S E C H S U N D D R E I S S I G

Naomi konnte es immer noch nicht erklären. Einen Moment lang hatte es so ausgesehen, als wollte Asher sie küssen, und im nächsten sprang er plötzlich zurück, bot an, sie nach Hause oder zurück zur Schule zu bringen. Sie war so geschockt gewesen, dass sie „Schule" sagte, und bevor sie sich versah, waren sie wieder im Wald. Dort sagte er ihr, dass er sie später sehen würde, und verschwand fast augenblicklich. Und so waren zwei Wochen vergangen, ohne dass sie ihn gesehen oder von ihm gehört hatte, und auch Anita war nicht mehr aufgetaucht.

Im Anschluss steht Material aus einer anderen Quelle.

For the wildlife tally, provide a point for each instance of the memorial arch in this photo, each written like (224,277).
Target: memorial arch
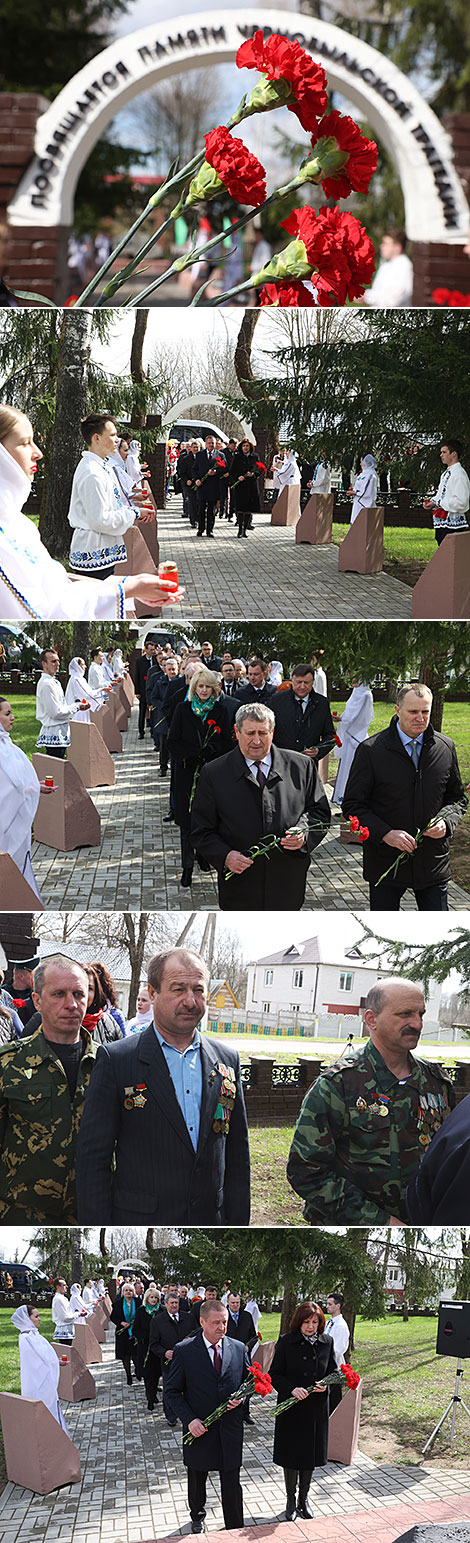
(187,403)
(436,212)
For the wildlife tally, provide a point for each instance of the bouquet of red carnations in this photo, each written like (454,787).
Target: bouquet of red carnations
(256,1381)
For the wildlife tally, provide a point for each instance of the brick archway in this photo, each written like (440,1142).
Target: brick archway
(39,189)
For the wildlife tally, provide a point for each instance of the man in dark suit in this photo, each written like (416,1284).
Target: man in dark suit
(398,783)
(256,687)
(208,482)
(259,790)
(165,1330)
(165,1137)
(302,718)
(204,1374)
(142,670)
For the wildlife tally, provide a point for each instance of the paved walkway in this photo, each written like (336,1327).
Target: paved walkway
(137,863)
(133,1483)
(270,576)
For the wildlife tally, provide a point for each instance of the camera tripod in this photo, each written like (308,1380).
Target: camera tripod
(452,1406)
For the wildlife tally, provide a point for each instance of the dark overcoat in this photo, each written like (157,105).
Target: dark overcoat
(301,1434)
(193,1391)
(387,792)
(298,730)
(191,744)
(125,1343)
(231,812)
(245,494)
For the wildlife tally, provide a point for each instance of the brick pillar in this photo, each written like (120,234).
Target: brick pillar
(33,255)
(435,264)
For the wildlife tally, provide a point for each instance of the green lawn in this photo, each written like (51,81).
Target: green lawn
(406,550)
(406,1386)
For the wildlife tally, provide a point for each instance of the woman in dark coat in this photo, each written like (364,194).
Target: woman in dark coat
(147,1366)
(301,1434)
(245,492)
(124,1320)
(199,732)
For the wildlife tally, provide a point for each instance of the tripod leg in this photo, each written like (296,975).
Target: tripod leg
(438,1426)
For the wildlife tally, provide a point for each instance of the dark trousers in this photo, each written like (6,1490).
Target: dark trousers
(386,897)
(231,1495)
(205,513)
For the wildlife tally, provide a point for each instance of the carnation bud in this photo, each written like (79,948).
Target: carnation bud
(292,263)
(205,185)
(264,96)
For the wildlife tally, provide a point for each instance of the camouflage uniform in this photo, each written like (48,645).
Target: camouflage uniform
(361,1136)
(39,1127)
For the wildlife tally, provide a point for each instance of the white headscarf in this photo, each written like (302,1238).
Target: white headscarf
(365,486)
(31,584)
(133,463)
(20,793)
(39,1364)
(288,474)
(77,1301)
(276,673)
(79,690)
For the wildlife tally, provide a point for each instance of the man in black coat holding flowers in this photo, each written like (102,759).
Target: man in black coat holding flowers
(267,798)
(204,1374)
(399,781)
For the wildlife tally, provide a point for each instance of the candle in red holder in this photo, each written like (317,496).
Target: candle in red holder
(170,573)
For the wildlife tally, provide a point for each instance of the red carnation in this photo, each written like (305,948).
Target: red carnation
(362,155)
(241,173)
(290,292)
(350,1375)
(281,59)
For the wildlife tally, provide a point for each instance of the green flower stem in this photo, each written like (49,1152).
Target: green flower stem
(125,273)
(157,198)
(196,255)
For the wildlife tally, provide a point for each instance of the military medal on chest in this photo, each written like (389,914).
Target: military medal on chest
(227,1097)
(134,1097)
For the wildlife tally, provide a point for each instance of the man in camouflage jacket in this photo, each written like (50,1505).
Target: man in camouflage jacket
(367,1122)
(42,1090)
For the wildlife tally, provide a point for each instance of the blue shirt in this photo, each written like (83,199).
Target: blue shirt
(185,1071)
(409,742)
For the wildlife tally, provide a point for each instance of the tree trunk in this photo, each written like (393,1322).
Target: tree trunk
(77,1255)
(136,945)
(141,381)
(80,639)
(288,1306)
(67,443)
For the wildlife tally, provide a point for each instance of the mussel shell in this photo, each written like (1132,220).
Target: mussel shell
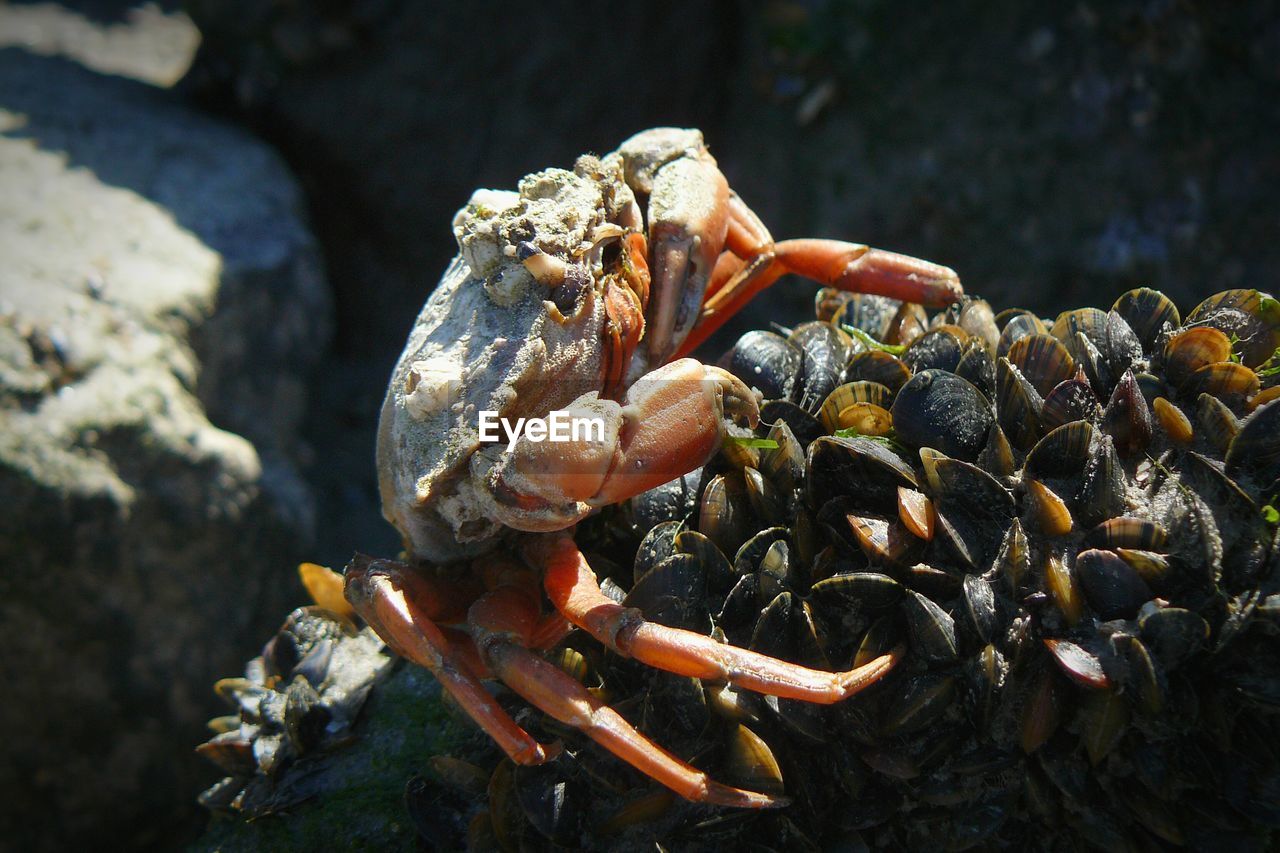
(1128,418)
(1102,486)
(979,323)
(972,509)
(979,606)
(919,702)
(1255,452)
(775,630)
(752,553)
(1191,349)
(1215,423)
(1069,400)
(1173,634)
(658,543)
(883,538)
(860,466)
(1019,405)
(941,410)
(1120,345)
(856,592)
(720,574)
(672,593)
(1043,360)
(437,812)
(1127,532)
(1089,322)
(767,361)
(784,465)
(750,763)
(868,313)
(1078,664)
(841,409)
(1104,721)
(908,324)
(1013,560)
(1063,452)
(1148,313)
(931,629)
(824,351)
(725,512)
(877,365)
(977,366)
(1018,327)
(804,425)
(672,501)
(1110,584)
(940,349)
(1175,424)
(767,502)
(1230,382)
(552,799)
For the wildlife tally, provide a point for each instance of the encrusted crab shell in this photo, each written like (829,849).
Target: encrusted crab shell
(489,338)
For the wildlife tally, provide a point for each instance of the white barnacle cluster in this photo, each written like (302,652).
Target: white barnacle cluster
(556,211)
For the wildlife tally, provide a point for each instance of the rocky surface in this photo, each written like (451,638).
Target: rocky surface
(160,301)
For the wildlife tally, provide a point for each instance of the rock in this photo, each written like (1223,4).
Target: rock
(160,302)
(394,112)
(309,783)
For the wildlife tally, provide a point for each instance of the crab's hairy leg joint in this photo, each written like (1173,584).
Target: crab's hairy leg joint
(502,628)
(378,594)
(688,226)
(574,591)
(848,267)
(671,422)
(746,235)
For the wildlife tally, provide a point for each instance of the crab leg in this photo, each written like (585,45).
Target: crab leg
(379,592)
(849,267)
(574,591)
(502,621)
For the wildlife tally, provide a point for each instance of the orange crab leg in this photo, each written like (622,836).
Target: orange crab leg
(376,589)
(575,592)
(848,267)
(502,621)
(746,236)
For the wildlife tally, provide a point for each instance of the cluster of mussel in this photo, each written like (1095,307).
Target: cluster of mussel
(296,701)
(1069,525)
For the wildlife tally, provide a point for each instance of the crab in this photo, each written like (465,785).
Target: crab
(584,292)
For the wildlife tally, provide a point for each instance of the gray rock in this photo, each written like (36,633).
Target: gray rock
(160,301)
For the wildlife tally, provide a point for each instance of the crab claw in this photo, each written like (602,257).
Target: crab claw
(688,218)
(671,422)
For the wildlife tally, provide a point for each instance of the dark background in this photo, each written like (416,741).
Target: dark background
(1054,154)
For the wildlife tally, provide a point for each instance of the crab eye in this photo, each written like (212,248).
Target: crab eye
(568,293)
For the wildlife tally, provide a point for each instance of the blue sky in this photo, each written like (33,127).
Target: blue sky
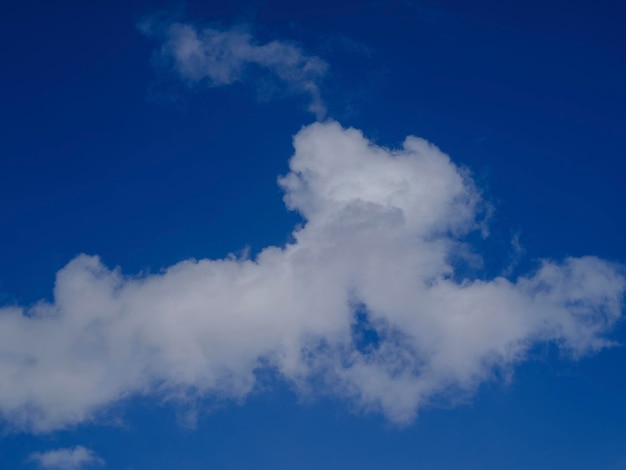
(220,248)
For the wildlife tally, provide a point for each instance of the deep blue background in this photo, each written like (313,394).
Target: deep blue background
(100,153)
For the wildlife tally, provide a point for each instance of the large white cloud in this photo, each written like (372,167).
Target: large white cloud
(221,56)
(382,228)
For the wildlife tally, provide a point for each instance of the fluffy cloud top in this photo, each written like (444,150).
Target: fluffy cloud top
(375,255)
(75,458)
(220,57)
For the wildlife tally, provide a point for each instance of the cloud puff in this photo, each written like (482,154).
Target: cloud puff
(363,304)
(221,56)
(74,458)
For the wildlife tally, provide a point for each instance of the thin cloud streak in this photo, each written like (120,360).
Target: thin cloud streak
(75,458)
(219,57)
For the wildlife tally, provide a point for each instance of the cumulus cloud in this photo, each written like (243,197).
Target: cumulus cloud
(74,458)
(364,304)
(222,56)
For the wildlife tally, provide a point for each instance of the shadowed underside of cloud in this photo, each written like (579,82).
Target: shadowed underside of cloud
(382,227)
(220,57)
(75,458)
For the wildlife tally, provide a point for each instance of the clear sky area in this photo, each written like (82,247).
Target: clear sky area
(312,235)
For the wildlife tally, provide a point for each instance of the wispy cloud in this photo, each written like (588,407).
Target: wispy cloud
(220,57)
(382,227)
(74,458)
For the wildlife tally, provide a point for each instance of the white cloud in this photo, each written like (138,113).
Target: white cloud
(74,458)
(221,56)
(382,230)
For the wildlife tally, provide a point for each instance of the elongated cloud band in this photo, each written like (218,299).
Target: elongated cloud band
(221,56)
(74,458)
(373,260)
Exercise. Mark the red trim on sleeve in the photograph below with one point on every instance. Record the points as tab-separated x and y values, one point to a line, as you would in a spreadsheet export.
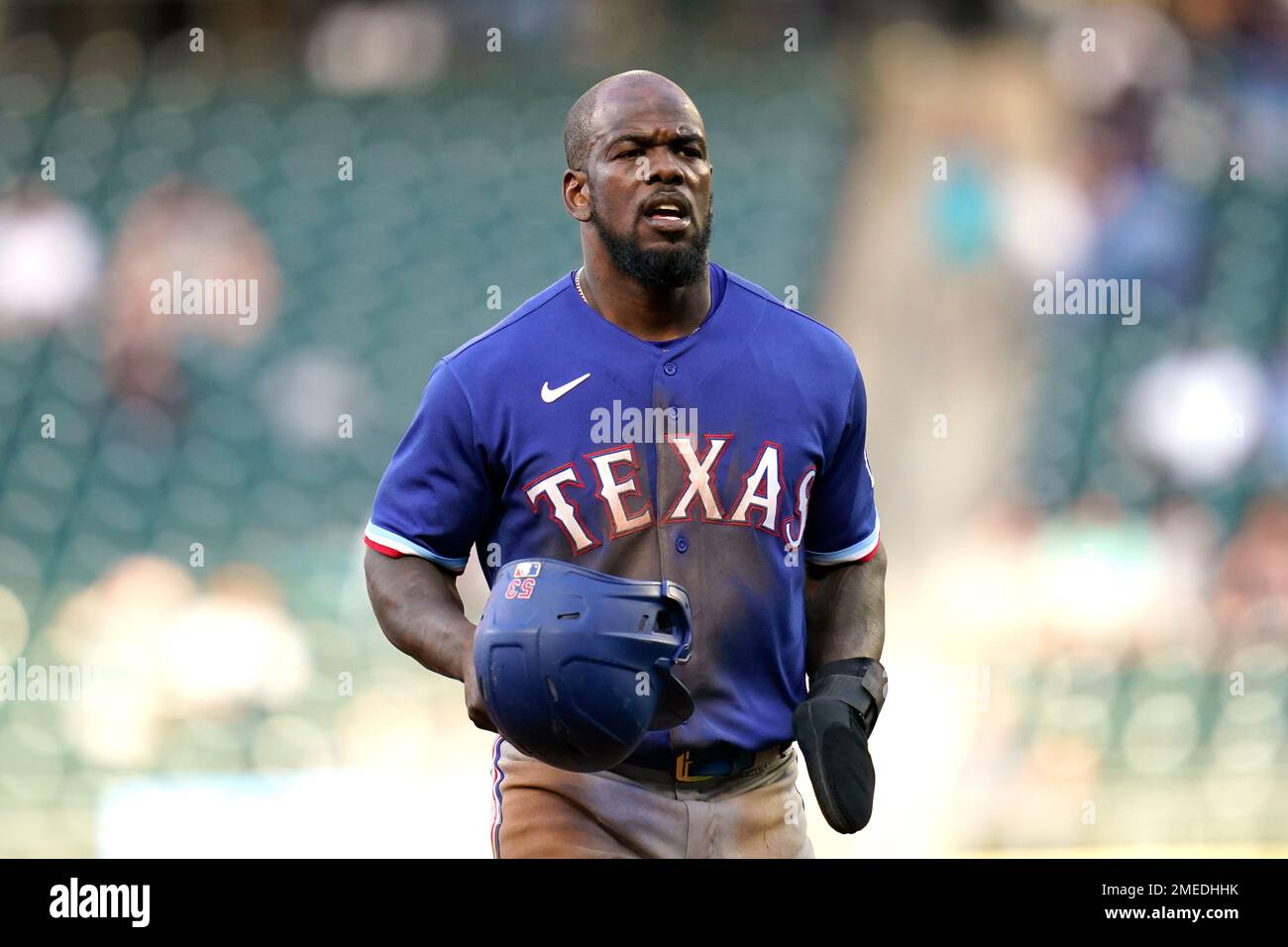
385	551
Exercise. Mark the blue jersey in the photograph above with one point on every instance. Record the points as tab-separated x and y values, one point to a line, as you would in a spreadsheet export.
721	462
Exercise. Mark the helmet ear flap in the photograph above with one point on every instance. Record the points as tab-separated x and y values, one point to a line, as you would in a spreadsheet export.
562	657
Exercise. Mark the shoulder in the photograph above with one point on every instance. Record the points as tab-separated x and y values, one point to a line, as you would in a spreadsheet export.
511	339
806	341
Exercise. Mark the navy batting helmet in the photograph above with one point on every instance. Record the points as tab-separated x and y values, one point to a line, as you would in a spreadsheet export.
575	667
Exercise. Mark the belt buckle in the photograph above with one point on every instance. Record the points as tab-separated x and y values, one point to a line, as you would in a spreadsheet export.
683	763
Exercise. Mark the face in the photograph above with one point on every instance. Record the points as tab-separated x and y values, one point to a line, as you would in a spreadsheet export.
649	184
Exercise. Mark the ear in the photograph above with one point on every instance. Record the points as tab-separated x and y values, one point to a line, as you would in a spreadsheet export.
578	195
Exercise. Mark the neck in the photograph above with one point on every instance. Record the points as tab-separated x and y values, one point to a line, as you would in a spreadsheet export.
653	313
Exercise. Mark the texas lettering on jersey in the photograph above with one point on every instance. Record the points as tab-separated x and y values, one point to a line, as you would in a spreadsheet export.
515	454
616	476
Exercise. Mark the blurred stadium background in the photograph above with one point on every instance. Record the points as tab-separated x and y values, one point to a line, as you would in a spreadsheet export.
1086	519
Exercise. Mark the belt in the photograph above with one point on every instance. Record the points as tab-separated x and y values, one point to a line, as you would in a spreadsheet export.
698	764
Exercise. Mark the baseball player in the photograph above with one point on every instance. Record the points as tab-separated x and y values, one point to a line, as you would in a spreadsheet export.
655	416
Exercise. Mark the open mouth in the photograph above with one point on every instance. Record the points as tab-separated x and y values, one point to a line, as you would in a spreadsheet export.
668	214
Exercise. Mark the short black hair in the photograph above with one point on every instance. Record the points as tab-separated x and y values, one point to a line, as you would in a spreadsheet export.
578	128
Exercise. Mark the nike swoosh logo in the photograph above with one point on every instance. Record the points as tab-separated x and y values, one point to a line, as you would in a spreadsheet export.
553	394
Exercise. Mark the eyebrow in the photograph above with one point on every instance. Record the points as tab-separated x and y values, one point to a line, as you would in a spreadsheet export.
648	138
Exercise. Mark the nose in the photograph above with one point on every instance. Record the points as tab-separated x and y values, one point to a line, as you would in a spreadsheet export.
665	167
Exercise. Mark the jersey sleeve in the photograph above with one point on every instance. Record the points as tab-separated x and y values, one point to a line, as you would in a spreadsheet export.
434	500
842	523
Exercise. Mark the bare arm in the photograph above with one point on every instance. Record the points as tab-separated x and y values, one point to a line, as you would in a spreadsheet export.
845	611
420	612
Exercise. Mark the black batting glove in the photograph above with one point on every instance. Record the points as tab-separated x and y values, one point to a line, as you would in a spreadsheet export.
832	728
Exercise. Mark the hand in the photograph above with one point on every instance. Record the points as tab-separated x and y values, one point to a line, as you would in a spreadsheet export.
832	728
475	705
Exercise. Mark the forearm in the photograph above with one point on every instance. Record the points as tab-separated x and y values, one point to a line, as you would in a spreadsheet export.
845	611
420	611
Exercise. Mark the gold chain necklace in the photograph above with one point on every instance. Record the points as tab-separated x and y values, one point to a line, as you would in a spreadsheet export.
576	278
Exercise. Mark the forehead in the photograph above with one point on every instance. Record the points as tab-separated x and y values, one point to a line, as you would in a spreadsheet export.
643	108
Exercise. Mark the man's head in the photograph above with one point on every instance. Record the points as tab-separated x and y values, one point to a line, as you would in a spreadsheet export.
638	174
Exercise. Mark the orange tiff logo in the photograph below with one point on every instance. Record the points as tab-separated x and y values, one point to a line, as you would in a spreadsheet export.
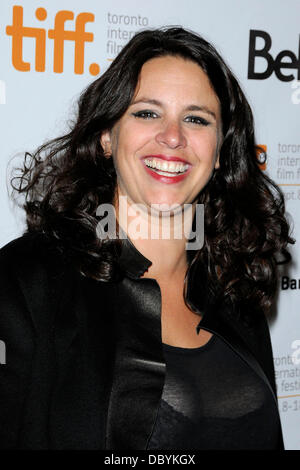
58	34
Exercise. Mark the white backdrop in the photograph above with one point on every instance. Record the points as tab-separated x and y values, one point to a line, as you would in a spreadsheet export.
37	97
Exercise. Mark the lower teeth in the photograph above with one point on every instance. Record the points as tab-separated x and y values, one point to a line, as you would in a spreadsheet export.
166	173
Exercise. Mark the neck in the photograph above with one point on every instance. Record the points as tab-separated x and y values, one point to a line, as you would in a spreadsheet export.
159	237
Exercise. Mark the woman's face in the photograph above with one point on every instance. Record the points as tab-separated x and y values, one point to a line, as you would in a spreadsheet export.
166	145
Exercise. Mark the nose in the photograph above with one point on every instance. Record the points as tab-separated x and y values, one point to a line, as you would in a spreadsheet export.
171	135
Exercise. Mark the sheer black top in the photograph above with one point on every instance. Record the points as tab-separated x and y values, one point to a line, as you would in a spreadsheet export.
212	399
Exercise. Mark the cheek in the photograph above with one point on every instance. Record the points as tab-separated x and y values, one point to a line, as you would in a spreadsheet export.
205	147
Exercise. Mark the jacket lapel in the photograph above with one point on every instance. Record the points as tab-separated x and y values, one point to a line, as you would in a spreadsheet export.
139	372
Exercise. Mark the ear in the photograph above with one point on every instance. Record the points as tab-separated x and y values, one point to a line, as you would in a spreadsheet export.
105	141
217	164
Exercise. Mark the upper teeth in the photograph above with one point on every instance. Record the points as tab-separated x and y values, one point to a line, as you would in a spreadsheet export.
171	167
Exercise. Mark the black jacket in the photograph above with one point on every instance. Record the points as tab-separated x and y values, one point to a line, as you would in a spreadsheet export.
84	361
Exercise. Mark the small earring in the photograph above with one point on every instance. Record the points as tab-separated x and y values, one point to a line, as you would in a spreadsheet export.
106	153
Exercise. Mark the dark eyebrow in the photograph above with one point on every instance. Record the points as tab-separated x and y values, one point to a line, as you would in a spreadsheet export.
192	107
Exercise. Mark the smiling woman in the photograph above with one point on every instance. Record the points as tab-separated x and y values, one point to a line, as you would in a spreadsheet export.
143	343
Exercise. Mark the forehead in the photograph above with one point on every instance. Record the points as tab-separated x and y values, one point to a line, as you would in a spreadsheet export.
170	76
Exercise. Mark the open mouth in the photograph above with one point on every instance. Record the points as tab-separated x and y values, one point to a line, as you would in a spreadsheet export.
164	168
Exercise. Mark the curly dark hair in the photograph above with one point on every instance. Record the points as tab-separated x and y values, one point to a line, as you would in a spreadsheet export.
66	179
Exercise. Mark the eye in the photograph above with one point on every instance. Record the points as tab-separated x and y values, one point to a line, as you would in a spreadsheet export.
145	114
197	120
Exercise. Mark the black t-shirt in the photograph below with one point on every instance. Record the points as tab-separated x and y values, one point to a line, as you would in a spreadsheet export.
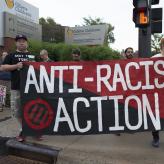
15	58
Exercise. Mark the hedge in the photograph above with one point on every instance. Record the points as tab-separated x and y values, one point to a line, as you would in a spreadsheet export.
62	52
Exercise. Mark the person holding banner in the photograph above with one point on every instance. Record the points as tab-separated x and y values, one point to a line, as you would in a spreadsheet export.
76	54
13	63
129	53
44	56
155	134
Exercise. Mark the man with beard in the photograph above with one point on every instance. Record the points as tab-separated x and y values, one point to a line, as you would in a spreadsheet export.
13	63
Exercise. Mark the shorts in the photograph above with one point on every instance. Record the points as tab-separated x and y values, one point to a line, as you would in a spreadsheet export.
15	103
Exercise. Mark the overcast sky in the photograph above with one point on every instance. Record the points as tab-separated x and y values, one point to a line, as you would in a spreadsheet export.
116	12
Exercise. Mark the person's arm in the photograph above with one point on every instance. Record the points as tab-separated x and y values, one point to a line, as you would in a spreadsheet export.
8	67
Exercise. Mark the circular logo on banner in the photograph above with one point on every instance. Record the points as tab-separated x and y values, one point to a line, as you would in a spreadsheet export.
38	114
10	3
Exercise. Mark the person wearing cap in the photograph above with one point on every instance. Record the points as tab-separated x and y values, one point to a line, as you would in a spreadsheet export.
155	134
13	63
129	53
44	56
76	55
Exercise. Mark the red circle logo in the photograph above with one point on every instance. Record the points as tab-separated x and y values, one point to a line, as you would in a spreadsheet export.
38	114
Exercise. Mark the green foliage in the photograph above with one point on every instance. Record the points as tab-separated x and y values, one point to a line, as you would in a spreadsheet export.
62	52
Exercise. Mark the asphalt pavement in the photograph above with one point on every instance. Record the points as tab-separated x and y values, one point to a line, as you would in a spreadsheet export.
95	149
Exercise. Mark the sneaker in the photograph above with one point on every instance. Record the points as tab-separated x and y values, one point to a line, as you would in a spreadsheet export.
155	143
20	138
38	138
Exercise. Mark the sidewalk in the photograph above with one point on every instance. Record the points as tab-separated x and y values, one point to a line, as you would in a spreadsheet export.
96	149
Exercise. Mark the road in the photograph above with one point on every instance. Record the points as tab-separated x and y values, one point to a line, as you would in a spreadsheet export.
97	149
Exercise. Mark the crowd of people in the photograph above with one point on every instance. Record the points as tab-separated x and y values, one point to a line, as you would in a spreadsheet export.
13	62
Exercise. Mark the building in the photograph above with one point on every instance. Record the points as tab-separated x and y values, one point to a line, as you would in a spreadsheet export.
18	17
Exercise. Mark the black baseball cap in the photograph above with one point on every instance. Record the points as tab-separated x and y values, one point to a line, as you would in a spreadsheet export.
20	37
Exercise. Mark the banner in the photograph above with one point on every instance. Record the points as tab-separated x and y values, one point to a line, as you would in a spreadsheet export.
98	97
2	94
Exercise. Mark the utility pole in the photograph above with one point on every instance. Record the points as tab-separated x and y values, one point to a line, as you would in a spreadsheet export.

Sie hatte nie aufgehört, an diesen schicksalhaften Tag zu denken, an das, was hätte passieren können – und daran, was es verhindert hatte. Egal wie sehr sie nachdachte, sie konnte es nicht herausfinden. Ebenso wenig verstand sie, warum er in den letzten zwei Wochen nicht in der Schule gewesen war. Der Klang der Schulglocke riss sie aus ihren Gedanken, und sie begann, ihre Sachen zusammenzupacken. Trotzdem musste sie Asher danken, was auch immer er mit den Polizisten, Trishas und Rebeccas Eltern, ihrem Vater und dem Direktor gemacht hatte – es hatte funktioniert. Niemand hatte den Unfall oder ihre Rolle dabei jemals wieder angesprochen. Einige Schüler sprachen zwar immer noch darüber und warfen ihr Blicke zu, aber niemand hatte den Mut, ihr etwas ins Gesicht zu sagen. Selbst diejenigen, die versucht hatten, Probleme zu verursachen, indem sie ihre Worte von den Beerdigungen erwähnten, wurden von den Eltern und den Ermittlern gewarnt, keinen Unsinn zu verbreiten. Detective Cage hatte sogar angedroht, jeden wegen Verleumdung zu verhaften, der das Thema noch einmal anspricht. So dachte zwar jeder darüber nach, aber niemand wagte es, den Finger auf sie zu richten.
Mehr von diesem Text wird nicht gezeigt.